CEDARVILLE — Traveling the world is a dream of many. But for a team of 11 Cedarville University students on a medical missions trip, that journey happened in just six days in Clarkston, Ga., a city landlocked and called “one of the most diverse square miles” in the United States.
In Clarkston, 90 different people groups live in the city, and, although many have jobs, most lack health insurance.
During the Cedarville students’ trip to Clarkston, they partnered with Encompass World Partners, a ministry that serves 34 countries, working at a clinic to provide free medical services. They visited a Mosque and the Centers for Disease Control and Prevention in Atlanta.

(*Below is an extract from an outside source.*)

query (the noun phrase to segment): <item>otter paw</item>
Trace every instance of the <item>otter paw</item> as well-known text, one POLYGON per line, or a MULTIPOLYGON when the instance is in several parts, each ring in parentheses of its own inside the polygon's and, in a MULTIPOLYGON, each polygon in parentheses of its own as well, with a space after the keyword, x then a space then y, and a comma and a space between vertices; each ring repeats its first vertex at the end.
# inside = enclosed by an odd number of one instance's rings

At the CDC, they viewed an exhibit on the Ebola virus and held a health screening at Refuge Coffee Co., a nonprofit business that provides jobs for refugees.
Serving this unique community were second-year professional pharmacy students Sarah Berman, Sarah Piraino, Madeline Meister, SangYo Kim and Sylvester Sarpong; sophomore nursing students Erica Rosner and Priscilla Songate; first-year professional pharmacy student Andrea Adegoke; junior linguistics major Rachel Fletcher; Linea Piraino, registered nurse; and Dr. Brenda Pahl, assistant professor of pharmacy practice.
“Each morning, before the clinic began seeing patients, all of the volunteers came together for prayer,” said Pahl. “Our prayer was that we would be able to serve those in need and be Jesus’ hands and feet.”
The team not only ministered to the physical needs, they also offered spiritual guidance to the many patients they assisted.
“One focus of Encompass World Partners is to minister to people in the United States who may return to their home countries in the future,” Pahl said. “Throughout our time together, we were able to learn more about these people groups so that we could minister to them.”
The students reflected positively on their experience serving the people of Clarkston and recommended that the missions opportunity be continued.
“Pharmacy is one of the most flexible careers in the world and has a variety of career opportunities,” Kim said. “I believe that being a pharmacist is a great chance to be involved in helping people in the world in a variety of ways, especially in the mission field.”
“The joy I had serving the people at Clarkston echoed the passion that God has placed on my heart to serve the less fortunate,” Sarpong said. “God works in mysterious ways, and the skills He taught me in Clarkston will one day be utilized when I return home to Ghana.”